Isn’t it interesting that some of the most common so-called weeds may just be what we all need to be eating on a daily basis?
I’ve mentioned many times that these plants grow and flourish on this earth not only to provide us with a source of food, but also as a means to heal our bodies. So the next time you see someone spraying an herbicide on dandelion, plantain, burdock or milk thistle, take a moment and think: Why are these plants so tough? Why do they keep coming back year after year? Why have these plants all been here for thousands of years? You can find these plants growing everywhere—even out of the cracks of cement on busy highways.
Milk thistle is medicinally valued for supporting healthy liver function.
Courtesy Randy Buresh
The “weed” I’m going to focus on today is milk thistle, as this herb has a long history of safe and effective medicinal use dating back thousands of years. Dioscorides, a first century Greek physician, gave milk thistlethe name Silybum marianum. Silybum relates to a number of edible thistles and marianum honors the symbolic associations to the Virgin Mary.

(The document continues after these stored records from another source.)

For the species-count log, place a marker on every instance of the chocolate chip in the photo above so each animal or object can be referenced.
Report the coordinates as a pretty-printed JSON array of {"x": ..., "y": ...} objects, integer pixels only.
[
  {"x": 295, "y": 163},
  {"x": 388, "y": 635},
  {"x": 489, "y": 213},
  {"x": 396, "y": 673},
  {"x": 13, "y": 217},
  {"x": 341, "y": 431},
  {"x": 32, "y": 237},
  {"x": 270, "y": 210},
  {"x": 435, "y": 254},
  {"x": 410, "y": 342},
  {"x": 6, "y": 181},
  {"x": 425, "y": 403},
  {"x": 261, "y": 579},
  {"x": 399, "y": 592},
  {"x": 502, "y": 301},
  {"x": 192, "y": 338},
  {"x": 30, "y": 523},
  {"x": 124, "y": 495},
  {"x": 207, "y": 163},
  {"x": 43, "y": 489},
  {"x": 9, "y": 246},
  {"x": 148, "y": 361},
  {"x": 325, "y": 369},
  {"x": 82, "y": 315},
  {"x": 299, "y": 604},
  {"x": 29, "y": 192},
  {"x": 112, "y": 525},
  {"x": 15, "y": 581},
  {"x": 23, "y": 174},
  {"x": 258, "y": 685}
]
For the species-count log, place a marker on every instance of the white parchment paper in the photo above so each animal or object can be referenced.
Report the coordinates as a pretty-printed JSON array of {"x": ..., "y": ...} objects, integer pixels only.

The part of the plant used in modern day herbal medicine is the seeds. Good quality seeds are black and shiny. This particular plant, native to the Mediterranean, was brought to the United States by the early settlers as a food source and also used for liver health. Milk thistle is now found growing wild in most parts of the United States.
Numerous, very well-designed clinical trials have validated the therapeutic efficacy of milk thistle in improving and supporting healthy liver function. The German equivalent of the FDA considers milk thistle seeds as an acceptable treatment for liver health.
If you are taking a pharmaceutical drug, drinking a little too much, or have been exposed to environmental toxins, you may just want to provide that poor, overworked liver with a little nutritional support. Milk thistle is an excellent choice.